Don Carson:  Deuteronomy 10Psalm 94Isaiah 38Revelation 8

INTERSPERSED WITH THE HISTORICAL RECITAL that makes up much of the early chapters of Deuteronomy are bursts of exhortation. One of the most moving is found in Deuteronomy 10:12-22. Its magnificent themes include:

(1) A sheer God-centerdness that embraces both fearing God and loving God (Deut. 10:12-13). In our confused and blinded world, fearing God without loving him will dissolve into terror, and thence into taboos, magic, incantations, rites; loving God without obeying him will dissolve into sentimentalism without strong affection, pretensions of godliness without moral vigor, unbridled lust for power without any sense of impropriety, nostalgic yearnings for relationships without any passion for holiness. Neither pattern squares with what the Bible says: "And now, O Israel, what does the LORD your God ask of you but to fear the LORD your God, to walk in all his ways, to love him . . .?" (Deut. 10:12).

(2) A sheer God-centeredness that pictures election as a gracious act. God owns the whole show — "the heavens, even the highest heavens, the earth and everything in it" (Deut. 10:14). He can do with it as he wishes. What he has in fact done is "set his affection" on the patriarchs, loving them, and in turn choosing their descendants (Deut. 10:15; cf. Deut. 4:37).

(3) A sheer God-centeredness that is never satisfied with the mere rites and show of religion: it demands the heart (Deut. 10:16). That is why physical circumcision could never be seen as an end in itself, not even in the Old Testament. It symbolized something deeper: circumcision of the heart.
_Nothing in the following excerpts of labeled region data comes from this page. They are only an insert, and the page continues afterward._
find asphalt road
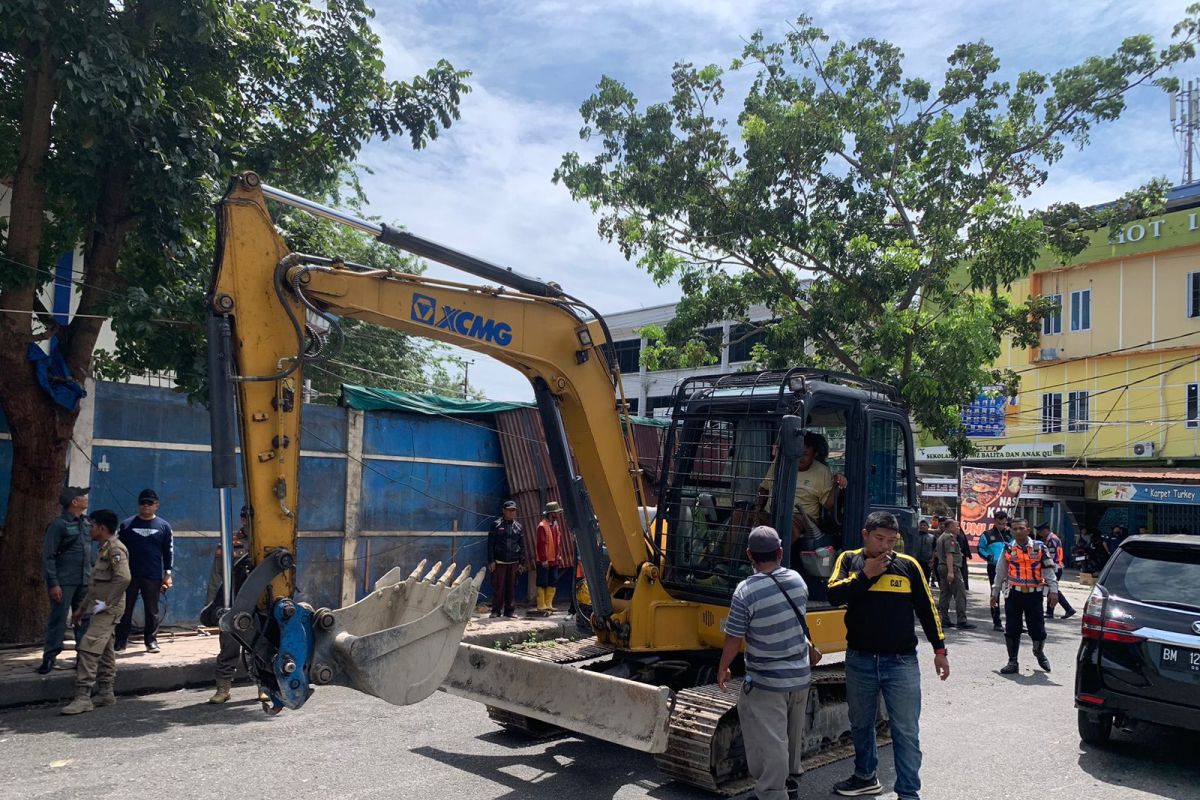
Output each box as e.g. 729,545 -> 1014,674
0,587 -> 1200,800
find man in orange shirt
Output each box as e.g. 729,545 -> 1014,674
534,500 -> 566,616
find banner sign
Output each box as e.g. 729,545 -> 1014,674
959,467 -> 1025,549
1096,481 -> 1200,505
917,444 -> 1063,461
961,389 -> 1008,438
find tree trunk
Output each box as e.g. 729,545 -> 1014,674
0,42 -> 64,642
0,381 -> 77,642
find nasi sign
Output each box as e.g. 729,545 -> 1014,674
410,291 -> 512,347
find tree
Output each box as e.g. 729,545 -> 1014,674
554,6 -> 1200,455
0,0 -> 467,640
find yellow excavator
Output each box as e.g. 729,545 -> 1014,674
208,173 -> 918,794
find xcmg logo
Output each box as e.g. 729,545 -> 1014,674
412,293 -> 512,347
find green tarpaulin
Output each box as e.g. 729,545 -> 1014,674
340,384 -> 671,427
341,384 -> 533,416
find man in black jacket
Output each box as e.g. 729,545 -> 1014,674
487,500 -> 524,616
37,486 -> 91,675
828,511 -> 950,800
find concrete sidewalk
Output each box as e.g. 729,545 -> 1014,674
0,612 -> 577,708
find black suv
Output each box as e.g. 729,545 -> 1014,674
1075,536 -> 1200,745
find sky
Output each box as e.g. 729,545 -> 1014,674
359,0 -> 1200,399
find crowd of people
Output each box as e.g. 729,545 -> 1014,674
37,487 -> 174,715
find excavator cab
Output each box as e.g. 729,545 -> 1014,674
658,368 -> 918,606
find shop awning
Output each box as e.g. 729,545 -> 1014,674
1026,467 -> 1200,481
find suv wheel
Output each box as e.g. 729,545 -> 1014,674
1079,709 -> 1112,745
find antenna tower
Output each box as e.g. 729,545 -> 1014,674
1171,80 -> 1200,186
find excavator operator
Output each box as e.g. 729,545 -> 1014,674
756,431 -> 847,542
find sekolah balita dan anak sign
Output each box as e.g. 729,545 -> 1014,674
1096,481 -> 1200,505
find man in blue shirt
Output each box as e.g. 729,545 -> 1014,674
716,525 -> 811,800
114,489 -> 175,652
979,511 -> 1013,631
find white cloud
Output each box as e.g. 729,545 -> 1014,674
360,0 -> 1188,397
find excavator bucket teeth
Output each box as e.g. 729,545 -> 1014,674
443,644 -> 671,753
313,561 -> 484,705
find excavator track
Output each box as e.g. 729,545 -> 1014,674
654,664 -> 890,796
487,639 -> 612,740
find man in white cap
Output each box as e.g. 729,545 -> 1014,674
716,525 -> 811,800
534,500 -> 566,616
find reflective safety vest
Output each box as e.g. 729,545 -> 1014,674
1004,539 -> 1045,589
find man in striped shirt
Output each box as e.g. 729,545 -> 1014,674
716,525 -> 810,800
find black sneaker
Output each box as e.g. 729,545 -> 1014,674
833,775 -> 883,798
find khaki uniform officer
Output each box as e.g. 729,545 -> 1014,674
61,509 -> 131,714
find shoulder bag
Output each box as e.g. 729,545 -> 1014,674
767,572 -> 821,667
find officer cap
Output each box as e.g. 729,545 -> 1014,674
59,486 -> 91,506
746,525 -> 784,555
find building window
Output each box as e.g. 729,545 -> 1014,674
1067,392 -> 1088,433
1042,392 -> 1062,433
646,395 -> 671,416
730,320 -> 776,363
1070,289 -> 1092,331
612,339 -> 642,374
700,327 -> 725,363
1042,294 -> 1062,336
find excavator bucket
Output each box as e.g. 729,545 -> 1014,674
312,561 -> 484,705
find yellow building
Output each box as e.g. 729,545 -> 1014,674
918,186 -> 1200,544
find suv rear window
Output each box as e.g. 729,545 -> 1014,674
1104,546 -> 1200,608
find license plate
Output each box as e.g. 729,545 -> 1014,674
1158,644 -> 1200,673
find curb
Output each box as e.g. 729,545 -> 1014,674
0,614 -> 578,709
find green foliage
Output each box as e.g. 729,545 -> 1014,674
0,0 -> 469,393
554,6 -> 1200,453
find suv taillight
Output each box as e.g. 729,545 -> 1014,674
1082,587 -> 1146,644
1084,587 -> 1104,639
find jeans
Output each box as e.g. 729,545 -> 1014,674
42,585 -> 91,658
492,561 -> 521,616
846,650 -> 920,800
116,578 -> 162,649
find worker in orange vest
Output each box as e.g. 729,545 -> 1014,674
534,500 -> 566,616
991,519 -> 1058,675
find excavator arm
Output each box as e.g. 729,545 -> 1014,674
208,173 -> 654,708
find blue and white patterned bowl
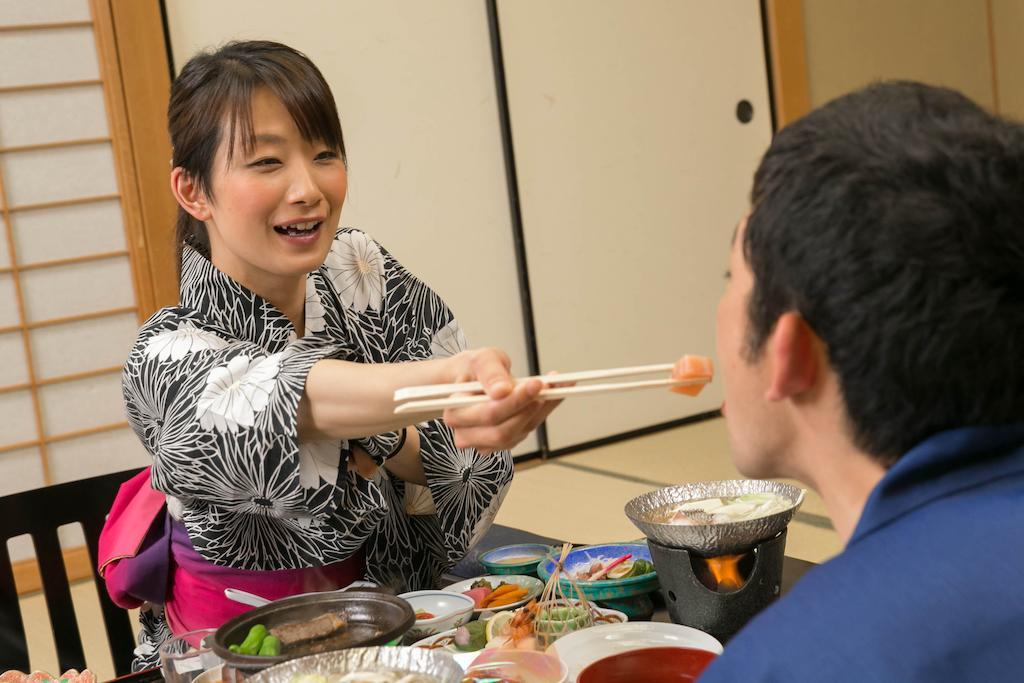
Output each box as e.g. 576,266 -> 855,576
477,543 -> 554,577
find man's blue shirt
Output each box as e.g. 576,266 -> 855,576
700,425 -> 1024,683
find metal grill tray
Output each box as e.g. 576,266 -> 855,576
626,479 -> 806,556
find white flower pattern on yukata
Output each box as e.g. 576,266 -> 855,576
196,353 -> 281,432
145,321 -> 227,362
430,321 -> 469,358
324,232 -> 384,313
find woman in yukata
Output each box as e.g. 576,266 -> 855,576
117,42 -> 555,667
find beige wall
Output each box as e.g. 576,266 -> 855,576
499,0 -> 771,449
166,0 -> 537,452
804,0 -> 995,108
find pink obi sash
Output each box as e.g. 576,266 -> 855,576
165,520 -> 366,634
96,467 -> 171,609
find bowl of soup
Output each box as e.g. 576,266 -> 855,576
477,543 -> 555,577
577,647 -> 716,683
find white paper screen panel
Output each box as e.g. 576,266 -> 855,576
30,312 -> 138,380
166,0 -> 537,452
0,25 -> 99,87
499,0 -> 771,449
22,256 -> 135,323
0,6 -> 146,491
0,273 -> 20,329
2,142 -> 118,208
49,428 -> 153,481
0,84 -> 110,147
0,216 -> 10,268
0,391 -> 36,446
0,0 -> 92,26
39,373 -> 125,436
11,200 -> 127,263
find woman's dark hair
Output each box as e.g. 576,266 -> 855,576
743,82 -> 1024,465
167,41 -> 345,268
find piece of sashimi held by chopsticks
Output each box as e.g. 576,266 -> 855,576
672,355 -> 715,396
394,356 -> 713,414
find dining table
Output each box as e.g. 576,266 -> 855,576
114,524 -> 815,683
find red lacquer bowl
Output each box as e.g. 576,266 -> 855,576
577,647 -> 716,683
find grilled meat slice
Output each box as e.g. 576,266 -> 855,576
269,612 -> 347,647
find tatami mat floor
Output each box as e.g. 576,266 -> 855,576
20,419 -> 842,680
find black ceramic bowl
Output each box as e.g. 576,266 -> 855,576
212,591 -> 416,683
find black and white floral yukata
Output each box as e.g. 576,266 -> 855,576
123,228 -> 512,663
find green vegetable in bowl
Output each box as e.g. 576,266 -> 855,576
455,620 -> 487,652
257,636 -> 281,657
239,624 -> 266,654
625,560 -> 654,579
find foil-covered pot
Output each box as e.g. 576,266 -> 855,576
246,647 -> 463,683
626,479 -> 806,556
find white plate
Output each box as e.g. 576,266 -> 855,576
548,622 -> 722,683
441,573 -> 544,614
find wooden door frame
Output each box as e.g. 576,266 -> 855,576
90,0 -> 178,321
761,0 -> 811,130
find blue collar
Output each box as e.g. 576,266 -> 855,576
848,424 -> 1024,546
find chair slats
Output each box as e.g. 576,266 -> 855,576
0,538 -> 29,672
0,469 -> 139,676
32,528 -> 85,671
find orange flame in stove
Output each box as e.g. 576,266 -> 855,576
705,555 -> 744,591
What God wants is not merely an outward sign that certain people belong to him, but an inward disposition of heart and mind that orient us to God continually.

(4) A sheer God-centeredness that recognizes his impartiality, and therefore his justice — and acts accordingly (Deut. 10:17-20). He is "God of gods and Lord of lords, the great God, mighty and awesome" (Deut. 10:17). Small wonder then that he accepts no bribes and shows no partiality. (Never confuse election with partiality. Partiality is favoritism that is corrupted by a willingness to pervert justice for the sake of the favored few; election chooses certain people out of God's free decision and nothing else, and even then justice is not perverted: hence the cross.) And he expects his people to conduct themselves accordingly.

(5) A sheer God-centeredness that is displayed in his people's praise (Deut. 10:20-22). "He is your praise; he is your God" (Deut. 10:21). Those who focus much on God have much for which to praise. Those whose vision is merely terrestrial or self-centered dry up inside like desiccated prunes. God is your praise!